Frédéric Bihel, avec sa mère, a voulu retrouver les lieux de son enfance. Première étape dans un petit village de Dordogne. Il se souvient de sa rentrée à la maternelle, son premier copain, fils de paysan qui lui a fait découvrir les joies des découvertes de la nature encore sauvage par endroits. Ou ses premiers tours de roue à vélo, sans les petites roues stabilisatrices.

Puis il s’installe à Limoges dans un appartement. C’est là qu’il va découvrir l’école buissonnière. Un matin, au lieu de descendre et rejoindre l’école (sa mère est déjà au travail), il monte au grenier et y passe la journée. Il le fera une semaine.

Quelques jours qu’il raconte selon ses souvenirs, notamment de cette fameuse boîte de crayons de couleur, puis y reviendra, adulte, toujours avec sa mère. Ce passage, nœud de l’album et de la vie du jeune Frédéric Bihel transforme cet album nostalgique en boule d’émotion.

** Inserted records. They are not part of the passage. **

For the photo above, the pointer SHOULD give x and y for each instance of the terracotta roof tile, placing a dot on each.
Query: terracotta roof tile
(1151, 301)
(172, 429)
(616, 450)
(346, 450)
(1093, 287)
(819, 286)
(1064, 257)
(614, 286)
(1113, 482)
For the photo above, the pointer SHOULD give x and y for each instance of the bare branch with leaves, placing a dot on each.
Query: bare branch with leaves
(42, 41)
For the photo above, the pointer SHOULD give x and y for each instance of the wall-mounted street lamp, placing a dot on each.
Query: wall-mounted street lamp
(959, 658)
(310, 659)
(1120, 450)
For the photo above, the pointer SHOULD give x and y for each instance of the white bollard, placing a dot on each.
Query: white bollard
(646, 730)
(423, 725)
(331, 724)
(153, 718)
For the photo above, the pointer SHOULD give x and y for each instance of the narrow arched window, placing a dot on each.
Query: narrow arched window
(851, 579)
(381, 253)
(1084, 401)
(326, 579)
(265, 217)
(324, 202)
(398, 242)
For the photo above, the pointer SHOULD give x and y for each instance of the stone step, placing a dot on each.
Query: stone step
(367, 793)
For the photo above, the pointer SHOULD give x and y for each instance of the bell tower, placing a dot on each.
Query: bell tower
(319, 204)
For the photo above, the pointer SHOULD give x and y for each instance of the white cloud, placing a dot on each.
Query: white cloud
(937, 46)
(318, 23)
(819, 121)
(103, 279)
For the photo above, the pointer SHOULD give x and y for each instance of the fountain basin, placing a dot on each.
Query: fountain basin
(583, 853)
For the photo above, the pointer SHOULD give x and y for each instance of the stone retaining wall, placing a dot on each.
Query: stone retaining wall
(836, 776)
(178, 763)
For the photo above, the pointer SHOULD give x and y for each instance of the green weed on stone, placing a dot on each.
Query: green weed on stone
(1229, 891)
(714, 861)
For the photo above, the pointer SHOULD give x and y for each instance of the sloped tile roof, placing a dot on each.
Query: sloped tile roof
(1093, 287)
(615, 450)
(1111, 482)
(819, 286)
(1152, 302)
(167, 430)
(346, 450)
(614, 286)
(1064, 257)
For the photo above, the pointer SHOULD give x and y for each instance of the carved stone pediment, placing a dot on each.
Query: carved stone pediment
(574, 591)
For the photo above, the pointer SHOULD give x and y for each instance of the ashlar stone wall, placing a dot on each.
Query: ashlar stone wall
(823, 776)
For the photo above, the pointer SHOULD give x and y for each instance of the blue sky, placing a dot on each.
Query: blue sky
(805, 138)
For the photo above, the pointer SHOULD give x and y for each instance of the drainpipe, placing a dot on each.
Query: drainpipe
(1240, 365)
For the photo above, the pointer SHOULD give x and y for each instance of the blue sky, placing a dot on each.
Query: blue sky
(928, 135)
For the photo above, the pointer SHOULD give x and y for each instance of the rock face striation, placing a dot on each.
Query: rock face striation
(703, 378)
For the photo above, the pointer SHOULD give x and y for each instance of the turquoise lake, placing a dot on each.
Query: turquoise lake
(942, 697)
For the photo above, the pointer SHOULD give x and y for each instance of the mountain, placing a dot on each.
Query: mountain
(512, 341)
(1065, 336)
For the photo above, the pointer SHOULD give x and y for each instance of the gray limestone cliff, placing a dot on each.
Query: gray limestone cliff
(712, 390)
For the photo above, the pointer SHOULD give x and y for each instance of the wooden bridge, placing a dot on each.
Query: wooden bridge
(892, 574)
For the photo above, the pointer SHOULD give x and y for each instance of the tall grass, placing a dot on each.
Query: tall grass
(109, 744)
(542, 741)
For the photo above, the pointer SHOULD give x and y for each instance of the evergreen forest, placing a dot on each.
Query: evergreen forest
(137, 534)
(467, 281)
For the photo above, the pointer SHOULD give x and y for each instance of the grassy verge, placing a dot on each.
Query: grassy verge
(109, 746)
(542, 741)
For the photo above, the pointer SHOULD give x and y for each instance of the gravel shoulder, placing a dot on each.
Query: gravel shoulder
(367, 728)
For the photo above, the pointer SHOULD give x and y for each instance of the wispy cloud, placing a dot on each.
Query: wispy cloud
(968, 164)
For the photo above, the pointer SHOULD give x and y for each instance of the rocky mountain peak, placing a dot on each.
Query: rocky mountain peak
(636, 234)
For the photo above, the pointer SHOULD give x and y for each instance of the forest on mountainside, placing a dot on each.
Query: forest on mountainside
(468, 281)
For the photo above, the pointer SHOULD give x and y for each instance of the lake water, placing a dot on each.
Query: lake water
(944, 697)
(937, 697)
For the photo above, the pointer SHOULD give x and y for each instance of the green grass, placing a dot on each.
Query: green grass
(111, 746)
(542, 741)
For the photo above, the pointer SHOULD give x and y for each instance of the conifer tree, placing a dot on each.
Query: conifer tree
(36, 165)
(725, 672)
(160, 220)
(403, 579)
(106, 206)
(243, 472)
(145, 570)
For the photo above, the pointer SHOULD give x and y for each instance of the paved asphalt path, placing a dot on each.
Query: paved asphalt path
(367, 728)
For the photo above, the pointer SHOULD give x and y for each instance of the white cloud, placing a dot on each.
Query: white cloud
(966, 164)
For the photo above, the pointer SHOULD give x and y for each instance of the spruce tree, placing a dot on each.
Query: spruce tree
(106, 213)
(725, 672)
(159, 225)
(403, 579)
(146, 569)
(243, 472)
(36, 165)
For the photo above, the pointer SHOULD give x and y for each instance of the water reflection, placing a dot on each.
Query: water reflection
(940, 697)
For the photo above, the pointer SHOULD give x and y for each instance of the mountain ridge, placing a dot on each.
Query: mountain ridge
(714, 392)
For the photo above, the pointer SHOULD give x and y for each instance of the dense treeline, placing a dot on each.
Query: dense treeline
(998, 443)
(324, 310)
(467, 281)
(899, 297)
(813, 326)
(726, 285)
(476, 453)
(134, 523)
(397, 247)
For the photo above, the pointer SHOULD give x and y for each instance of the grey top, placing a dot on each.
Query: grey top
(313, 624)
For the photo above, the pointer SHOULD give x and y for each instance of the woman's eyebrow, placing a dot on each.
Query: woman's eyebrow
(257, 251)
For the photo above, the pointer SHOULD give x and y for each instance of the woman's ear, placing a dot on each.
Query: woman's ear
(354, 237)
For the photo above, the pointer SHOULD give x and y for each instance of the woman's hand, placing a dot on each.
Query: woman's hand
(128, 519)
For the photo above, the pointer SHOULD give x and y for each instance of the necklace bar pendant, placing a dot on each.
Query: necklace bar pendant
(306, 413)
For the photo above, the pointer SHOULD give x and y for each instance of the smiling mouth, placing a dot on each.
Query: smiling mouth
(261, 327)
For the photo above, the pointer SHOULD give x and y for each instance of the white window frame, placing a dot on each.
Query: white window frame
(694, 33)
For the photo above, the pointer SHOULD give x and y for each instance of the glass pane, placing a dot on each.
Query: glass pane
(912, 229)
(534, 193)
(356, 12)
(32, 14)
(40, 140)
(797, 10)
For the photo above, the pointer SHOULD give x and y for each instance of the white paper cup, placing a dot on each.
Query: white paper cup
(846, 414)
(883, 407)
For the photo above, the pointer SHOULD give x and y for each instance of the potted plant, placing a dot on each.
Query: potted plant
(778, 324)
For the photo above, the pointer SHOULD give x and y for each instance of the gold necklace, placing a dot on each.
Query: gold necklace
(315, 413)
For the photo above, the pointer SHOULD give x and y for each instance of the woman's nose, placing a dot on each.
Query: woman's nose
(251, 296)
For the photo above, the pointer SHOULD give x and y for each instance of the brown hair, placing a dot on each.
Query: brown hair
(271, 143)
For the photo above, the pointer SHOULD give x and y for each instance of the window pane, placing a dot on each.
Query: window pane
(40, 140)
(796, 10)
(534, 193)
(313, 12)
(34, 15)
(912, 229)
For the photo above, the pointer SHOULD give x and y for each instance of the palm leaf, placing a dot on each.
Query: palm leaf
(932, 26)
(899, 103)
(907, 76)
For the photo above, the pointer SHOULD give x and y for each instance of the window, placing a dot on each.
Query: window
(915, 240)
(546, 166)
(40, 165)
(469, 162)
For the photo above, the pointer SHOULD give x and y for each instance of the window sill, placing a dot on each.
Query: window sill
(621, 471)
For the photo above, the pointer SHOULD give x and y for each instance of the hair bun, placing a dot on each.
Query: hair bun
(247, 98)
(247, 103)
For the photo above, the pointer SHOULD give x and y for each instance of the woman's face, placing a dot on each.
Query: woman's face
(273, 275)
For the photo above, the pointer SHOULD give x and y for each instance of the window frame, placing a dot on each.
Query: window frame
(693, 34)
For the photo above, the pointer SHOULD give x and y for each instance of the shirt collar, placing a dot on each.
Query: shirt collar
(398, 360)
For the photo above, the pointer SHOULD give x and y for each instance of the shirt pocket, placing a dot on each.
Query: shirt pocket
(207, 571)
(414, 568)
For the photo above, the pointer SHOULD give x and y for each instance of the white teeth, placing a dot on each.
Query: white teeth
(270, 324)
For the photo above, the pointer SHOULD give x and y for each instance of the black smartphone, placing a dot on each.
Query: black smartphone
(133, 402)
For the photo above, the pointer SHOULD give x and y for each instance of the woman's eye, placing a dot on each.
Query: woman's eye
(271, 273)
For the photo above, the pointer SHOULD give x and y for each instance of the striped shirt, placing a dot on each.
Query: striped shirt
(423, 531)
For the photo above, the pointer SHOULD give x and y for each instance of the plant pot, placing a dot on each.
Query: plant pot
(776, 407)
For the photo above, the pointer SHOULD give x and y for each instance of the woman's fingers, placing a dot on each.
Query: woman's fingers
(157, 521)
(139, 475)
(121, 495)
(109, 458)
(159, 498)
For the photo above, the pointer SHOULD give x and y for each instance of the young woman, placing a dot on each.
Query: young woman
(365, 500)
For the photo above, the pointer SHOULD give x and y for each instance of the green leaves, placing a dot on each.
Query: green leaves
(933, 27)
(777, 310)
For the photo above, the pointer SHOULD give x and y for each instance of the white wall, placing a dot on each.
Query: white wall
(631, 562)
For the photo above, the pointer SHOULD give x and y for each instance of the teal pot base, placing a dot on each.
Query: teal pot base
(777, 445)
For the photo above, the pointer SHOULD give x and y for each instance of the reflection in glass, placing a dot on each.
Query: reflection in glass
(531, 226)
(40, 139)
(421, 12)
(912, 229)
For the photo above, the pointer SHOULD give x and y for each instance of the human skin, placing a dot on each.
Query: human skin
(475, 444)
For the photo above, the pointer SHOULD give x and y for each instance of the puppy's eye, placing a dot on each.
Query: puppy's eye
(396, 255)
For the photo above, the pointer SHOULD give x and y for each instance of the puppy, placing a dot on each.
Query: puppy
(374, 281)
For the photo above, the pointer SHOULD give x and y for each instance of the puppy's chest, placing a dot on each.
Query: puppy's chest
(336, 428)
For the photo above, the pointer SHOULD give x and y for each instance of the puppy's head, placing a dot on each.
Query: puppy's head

La fin est rayonnante, comme si l’auteur, en dessinant ces planches, en mettant ses souvenirs sur le papier, se libérait d’une charge émotionnelle qui était devenue trop lourde à porter.

« Les crayons », Futuropolis, 120 pages, 23 €


samedi 2 mars 2024

BD - Parcours de migrant dans "Ce que je sais de Rokia"

 


Trop souvent la crise des migrants se résume à une litanie de chiffres. Combien meurent en traversant la Méditerranée, combien parviennent à rejoindre la France, combien sont renvoyés sans ménagement dans leur pays… Ce que je sais de Rokia, témoignage de Quitterie Simon dessiné par Francesca Vartuli aborde la problématique en ne parlant qu’un cas, celui de Rokia.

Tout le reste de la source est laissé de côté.